“Why do you wish to do that?” he asked in amazement. He and his mother did not write to each other: that was due first of all to their natures, and secondly to the condition in which each was now living. But he knew that Eleanore received an occasional letter from Eschenbach which she answered without consulting him. This had never seemed strange to him until now.

A few days later she repeated her wish; Daniel granted it. They decided upon the following Sunday for the excursion.

II

A warm, languid October sun shone over the land; the forests presented a gorgeous array of autumnal foliage; the fields lay stretched in barren rows; along the hills of Franconia floated clouds that looked like down driven by the wind.

They had taken the train as far as Triesdorf; from there they went on to Merckendorf by stage coach. The rest of the distance they walked. Daniel pointed to a flock of geese that were trotting around on the shore of an abandoned pond, and said: “That is our national bird; his cackle is our music. But it doesn’t sound so bad.”

A peasant woman passed by, and made the sign of the cross before the picture of a saint: “It is strange that everything has suddenly become Catholic,” said Eleanore.

Daniel nodded, and replied that when his father moved to Eschenbach a few other Protestant families were living there, all of whom joined in Protestant worship. Later, he said, most of them emigrated, leaving his mother as the only Protestant, so far as he knew, in the neighbourhood. But, Daniel remarked in the course of conversation, his mother had never had any unpleasant experience on this account, and he himself had frequently gone to church, primarily of course to hear the organ, though no one had ever taken offence at this. “There is a totally different type of people here,” he added, “people who lay greater stress on externals than we do, and yet are more secretive.”
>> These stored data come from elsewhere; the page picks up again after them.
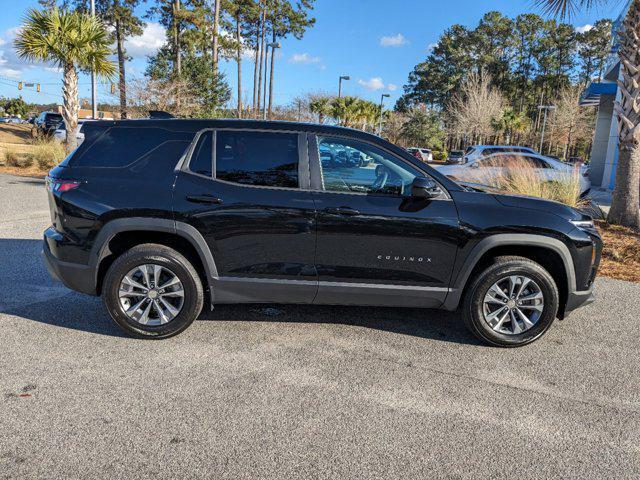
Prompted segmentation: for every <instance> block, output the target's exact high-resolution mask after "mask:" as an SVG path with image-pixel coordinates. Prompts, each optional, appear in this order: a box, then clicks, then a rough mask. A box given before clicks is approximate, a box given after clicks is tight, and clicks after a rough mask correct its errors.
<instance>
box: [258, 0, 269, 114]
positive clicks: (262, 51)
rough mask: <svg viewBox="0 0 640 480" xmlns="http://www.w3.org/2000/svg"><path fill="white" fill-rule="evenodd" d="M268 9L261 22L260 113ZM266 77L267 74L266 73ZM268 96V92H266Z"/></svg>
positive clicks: (259, 77) (260, 48)
mask: <svg viewBox="0 0 640 480" xmlns="http://www.w3.org/2000/svg"><path fill="white" fill-rule="evenodd" d="M266 18H267V7H266V5H265V7H264V9H263V10H262V21H261V22H260V36H261V38H260V66H259V70H258V102H257V103H258V111H260V109H261V108H262V64H263V63H264V62H263V58H264V56H265V46H264V44H265V41H264V40H265V38H264V37H265V33H266V31H267V21H266ZM265 75H266V72H265ZM265 94H266V92H265Z"/></svg>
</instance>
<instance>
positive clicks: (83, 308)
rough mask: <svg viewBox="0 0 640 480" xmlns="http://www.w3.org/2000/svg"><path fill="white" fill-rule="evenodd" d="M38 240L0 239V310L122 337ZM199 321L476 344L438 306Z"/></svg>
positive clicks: (15, 315)
mask: <svg viewBox="0 0 640 480" xmlns="http://www.w3.org/2000/svg"><path fill="white" fill-rule="evenodd" d="M41 250H42V242H41V240H33V239H6V238H4V239H3V238H0V265H2V266H3V268H2V269H0V291H3V292H6V293H7V294H8V296H7V297H6V298H7V299H10V300H6V299H2V298H0V313H3V314H9V315H13V316H17V317H21V318H25V319H29V320H32V321H35V322H39V323H43V324H47V325H52V326H56V327H61V328H68V329H73V330H80V331H84V332H88V333H93V334H98V335H107V336H112V337H124V336H126V335H125V334H124V333H123V332H122V331H121V330H120V328H119V327H118V326H117V325H116V324H115V323H114V322H113V321H112V320H111V319H110V318H109V316H108V315H107V314H106V312H105V310H104V307H103V305H102V302H101V301H100V299H98V298H96V297H91V296H87V295H82V294H79V293H76V292H72V291H71V290H69V289H67V288H65V287H64V286H63V285H62V284H61V283H59V282H56V281H54V280H52V279H51V278H50V277H49V274H48V273H47V271H46V268H45V266H44V263H43V261H42V258H41V253H40V252H41ZM205 308H206V309H205V311H203V312H202V313H201V314H200V317H199V320H198V321H204V322H215V321H219V322H227V321H229V322H231V321H243V322H282V323H309V324H340V325H351V326H354V327H363V328H370V329H375V330H381V331H386V332H392V333H396V334H402V335H411V336H414V337H419V338H425V339H435V340H438V341H443V342H452V343H461V344H472V345H480V342H478V341H477V340H476V339H475V337H473V336H472V335H471V334H470V333H468V332H467V330H466V329H465V328H464V325H463V324H462V321H461V320H460V318H459V316H458V315H457V314H455V313H451V312H444V311H440V310H427V309H417V308H389V307H347V306H325V305H263V304H245V305H216V306H215V308H214V309H213V310H209V309H208V308H207V307H205Z"/></svg>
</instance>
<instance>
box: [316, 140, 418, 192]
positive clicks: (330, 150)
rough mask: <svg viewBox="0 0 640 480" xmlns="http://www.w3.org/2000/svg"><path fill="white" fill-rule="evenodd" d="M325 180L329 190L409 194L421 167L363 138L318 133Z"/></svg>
mask: <svg viewBox="0 0 640 480" xmlns="http://www.w3.org/2000/svg"><path fill="white" fill-rule="evenodd" d="M318 150H319V154H320V166H321V170H322V184H323V188H324V190H326V191H330V192H345V193H346V192H348V193H365V194H374V195H375V194H377V195H393V196H402V195H407V194H408V193H409V192H410V189H411V182H413V179H414V178H415V177H417V176H420V175H423V174H422V173H421V172H420V171H419V170H418V169H416V168H414V167H413V166H411V165H409V164H407V163H405V162H403V161H402V160H400V159H398V158H396V157H394V156H392V155H391V154H389V153H387V152H385V151H384V150H382V149H379V148H377V147H374V146H373V145H369V144H367V143H364V142H358V141H353V140H348V139H344V138H337V137H318Z"/></svg>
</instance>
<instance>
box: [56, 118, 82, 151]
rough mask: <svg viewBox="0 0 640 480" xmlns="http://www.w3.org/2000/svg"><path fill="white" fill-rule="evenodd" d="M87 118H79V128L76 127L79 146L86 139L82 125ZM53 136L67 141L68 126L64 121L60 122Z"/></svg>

Eleanore looked at the church tower whose Spanish-green roof rose from the valley. After a long silence she said: “I wonder whether it will be a boy or a girl, Gertrude’s baby? Oh, a girl, of course. Some day it will be in the world, and will look at me with eyes, with real eyes. How strange that a child of yours should look at me!”

“What is there strange about that? Many children are born, many look at some one.”